1-corinthians-13-vs-5Love Keeps No Record of Wrongs

I remember a time when I used to cry out to God because I didn’t understand why I was being so mistreated. Why, I was always the first one that had to apologize, even if it wasn’t my fault. I would feel compelled to try and make things right. Sometimes, I would even argue with God. “But God, look what they are doing, don’t you see how they treat me? It’s not fair.” I will never forget what He told me. “I am holding you to a higher accountability, they know not what they do. You know better.”

Ugh…He was right. But God was developing my character. I did know better. I remember another time when I was crying out to God asking Him why I always forgot many of the things that were done to me. I of course didn’t forget everything. But I was usually quick to forgive and then forget what was said or done, unless someone reminded me. My mom would often get upset with me because she would say, “Don’t you remember when he did this or said that.” And honestly most of it I had forgotten.

One day I was so frustrated, for not remembering more. I decided that day that I was going to start keeping a “journal” of all the things that were done and said to me that hurt me. I got my computer out and I was going to start putting it all in there so I could remember. I kid you not, before I could even type ONE letter on the keyboard. I heard the Holy Spirit say,
“Love keeps no records of wrong.” I replied with, “huh?” as I sometimes do when He says something, but I don’t like the answer. He gently repeated it, “Love keeps no records of wrongs.”

“Sigh” ….as my shoulders drop, knowing I was wrong. It was a gentle, reminder a little tap on the hand, “don’t do that.” That was the most literal scripture He could have used to get my attention. I then asked God why I couldn’t remember. I will never forget what He said.

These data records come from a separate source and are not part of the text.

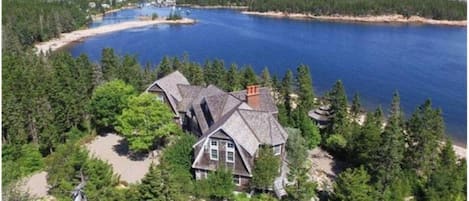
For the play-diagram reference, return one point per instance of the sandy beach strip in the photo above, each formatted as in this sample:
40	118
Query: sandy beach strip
214	7
67	38
363	19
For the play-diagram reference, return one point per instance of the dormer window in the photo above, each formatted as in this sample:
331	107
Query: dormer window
230	152
213	150
159	97
277	150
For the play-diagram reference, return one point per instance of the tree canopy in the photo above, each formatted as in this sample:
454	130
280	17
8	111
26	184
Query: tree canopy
145	120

“If I were to allow everything the enemy has ever said or done to hurt you, your heart would be so hardened I would not be able to use you. I have given you a pure heart, a forgiving heart according to my good will.”

Wow God!
Because we all know people who are so hardened by life that it’s like breaking stone to get through to them. So, I want to encourage you today if you are a tender heart, a heart that forgives easily and forgets quickly. Do not feel like you are a pushover or weak. In fact, it is the opposite. It is because of that humility that God can and will use you. It is what helps to make you stronger in Him! Trust Him and remember God is a good father and He will only discipline out of love. Thank you Father for being so good to us that you correct those that you love.